When I started my scientific training, I thought I was going to learn the right way to do psychological science. A couple years later, I was convinced there were big problems with the way psychology research was being done, and was on my way to being a committed reformer. I’ve now been writing about reform for about as long, and I’m starting to ask again: what am I getting wrong?
On April 15, 2020, I launched my blog “How Do You Know?” on Psychology Today with the ambitious title “The Most Important Question in Psychology Research.” In it, I described how reading popular accounts of psychology research from people like Malcolm Gladwell led me to study psychology. I wrote:
When I began graduate school, I was vaguely aware that some scientists criticized Gladwell’s work as being not quite right, simplifying and getting some details wrong. At the time, this didn’t bother me, because I thought that Gladwell got the big picture right, and that I could get the details nailed down by reading the details of the articles.
The most important lesson from my eight years of professional development is that this isn’t true. Psychology research has serious methodological problems. It’s not just popular science writers like Gladwell missing some details; it’s many of the most prominent and successful psychological scientists making big mistakes due to serious misunderstandings about how to collect and think about scientific evidence.
The most important finding in psychology in the last generation was a 2015 paper attempting to replicate 100 findings from prominent journals in the subdisciplines of social and cognitive psychology. Just more than one-third of these findings were successfully replicated.
Most of the findings chosen from these top journals were not robust or general enough that a new set of scientists, following the same procedures laid out in the original article, could get the same results.
The lesson for many psychologists like me was clear: The way we as psychological scientists have been conducting research isn’t good enough. The methods we use to vet published research lets through too many “false positives.” Our current methods allow us to claim that an effect is real when it isn’t.
…
The most important research question in psychology is “how do we know what’s true?”
At the broadest level, I still stand by my assertion. Psychology is still grappling with methodological issues, and I do think we need to grapple with the question “how do we know what’s true?” before we can live up to the promise of the field.
And yet, new research has led me to rethink how I view the central piece of evidence in this story. Many studies did not replicate. Is that the central problem with psychological science?
This depends on what you take psychology studies to be doing. The standard story is something like this:
A researcher comes up with a new idea for how something works.

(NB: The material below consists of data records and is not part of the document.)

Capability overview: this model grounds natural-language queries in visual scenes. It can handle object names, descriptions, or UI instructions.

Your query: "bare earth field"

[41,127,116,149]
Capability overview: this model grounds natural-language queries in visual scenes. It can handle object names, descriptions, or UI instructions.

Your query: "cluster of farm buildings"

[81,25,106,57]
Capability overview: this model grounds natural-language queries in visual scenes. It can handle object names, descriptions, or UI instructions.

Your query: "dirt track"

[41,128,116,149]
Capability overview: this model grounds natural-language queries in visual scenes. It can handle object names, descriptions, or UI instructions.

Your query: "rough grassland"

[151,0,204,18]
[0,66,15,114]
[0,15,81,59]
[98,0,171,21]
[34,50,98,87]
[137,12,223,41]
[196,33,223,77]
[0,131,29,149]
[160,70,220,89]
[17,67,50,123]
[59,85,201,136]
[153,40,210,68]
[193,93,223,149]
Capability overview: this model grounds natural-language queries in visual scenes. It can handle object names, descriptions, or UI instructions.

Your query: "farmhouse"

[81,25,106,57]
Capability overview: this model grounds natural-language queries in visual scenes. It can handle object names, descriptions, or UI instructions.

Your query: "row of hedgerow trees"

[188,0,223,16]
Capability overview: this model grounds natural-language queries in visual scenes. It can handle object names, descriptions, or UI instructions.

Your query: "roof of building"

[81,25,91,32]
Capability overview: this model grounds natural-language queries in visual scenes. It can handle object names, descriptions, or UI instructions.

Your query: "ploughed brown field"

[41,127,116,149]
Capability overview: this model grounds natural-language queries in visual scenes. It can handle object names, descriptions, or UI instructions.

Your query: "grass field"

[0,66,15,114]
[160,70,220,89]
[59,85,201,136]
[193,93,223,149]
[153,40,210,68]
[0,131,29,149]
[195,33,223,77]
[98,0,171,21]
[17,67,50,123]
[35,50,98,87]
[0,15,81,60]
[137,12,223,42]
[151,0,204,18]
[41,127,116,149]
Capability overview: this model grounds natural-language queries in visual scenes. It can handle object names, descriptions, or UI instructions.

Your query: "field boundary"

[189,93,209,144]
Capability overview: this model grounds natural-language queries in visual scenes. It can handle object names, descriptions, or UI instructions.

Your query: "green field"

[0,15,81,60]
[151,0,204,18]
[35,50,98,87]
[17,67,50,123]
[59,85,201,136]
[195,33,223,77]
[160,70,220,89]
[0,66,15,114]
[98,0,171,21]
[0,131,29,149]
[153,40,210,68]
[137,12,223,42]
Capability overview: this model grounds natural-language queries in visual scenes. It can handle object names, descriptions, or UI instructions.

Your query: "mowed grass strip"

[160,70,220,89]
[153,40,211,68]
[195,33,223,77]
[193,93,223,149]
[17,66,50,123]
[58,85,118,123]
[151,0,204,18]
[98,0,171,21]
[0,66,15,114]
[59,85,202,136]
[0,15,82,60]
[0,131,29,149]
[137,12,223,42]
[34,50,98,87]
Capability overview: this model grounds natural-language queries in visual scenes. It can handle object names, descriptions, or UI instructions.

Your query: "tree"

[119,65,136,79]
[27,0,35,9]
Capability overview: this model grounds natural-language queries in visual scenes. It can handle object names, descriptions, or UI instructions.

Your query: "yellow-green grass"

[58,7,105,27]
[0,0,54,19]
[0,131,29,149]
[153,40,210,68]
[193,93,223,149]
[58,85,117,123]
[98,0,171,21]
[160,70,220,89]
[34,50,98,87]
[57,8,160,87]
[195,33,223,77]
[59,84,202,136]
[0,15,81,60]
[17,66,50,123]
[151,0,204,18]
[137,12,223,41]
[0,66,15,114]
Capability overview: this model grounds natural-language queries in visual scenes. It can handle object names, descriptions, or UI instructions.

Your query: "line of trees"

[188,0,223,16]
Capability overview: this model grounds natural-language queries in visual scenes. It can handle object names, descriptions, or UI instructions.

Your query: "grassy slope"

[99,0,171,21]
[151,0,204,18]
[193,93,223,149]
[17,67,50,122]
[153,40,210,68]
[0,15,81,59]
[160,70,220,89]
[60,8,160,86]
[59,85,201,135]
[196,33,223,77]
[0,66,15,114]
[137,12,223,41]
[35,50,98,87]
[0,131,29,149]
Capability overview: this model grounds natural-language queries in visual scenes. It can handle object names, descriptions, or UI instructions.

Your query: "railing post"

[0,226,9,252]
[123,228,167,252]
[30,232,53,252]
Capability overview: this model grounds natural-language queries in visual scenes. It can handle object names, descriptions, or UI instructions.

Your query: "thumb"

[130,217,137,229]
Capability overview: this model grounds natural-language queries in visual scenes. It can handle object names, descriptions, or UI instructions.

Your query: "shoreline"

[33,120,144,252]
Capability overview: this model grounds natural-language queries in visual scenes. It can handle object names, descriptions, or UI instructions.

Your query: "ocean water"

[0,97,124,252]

The researcher designs a study that will definitively test whether that idea is right.
The results of the test tell us whether the idea was right, and so let us know whether we should move forward with the theory or abandon it.
Implicit in that story is that the test you set up should be something that consistently works. Say you have a theory that “conflicting beliefs cause mental stress that makes people change their attitudes,” and you have a study that’s been carefully designed so that it can test whether the theory is right. If results come out in support of the theory, great! You can move on developing the theory. But if results don’t, you should question whether the theory was right.
Using this logic, of course, the results shouldn’t just have to come out right once. They should reliably come out the same way (nearly) every time you perform the study. If they don’t, then the theory doesn’t really hold.
To the extent that researchers believe they’re following this method, then they should take replication seriously. Every single replication attempt has the potential to falsify the theory. Finding that lots of psychology studies don’t replicate implies that lots of theories are false.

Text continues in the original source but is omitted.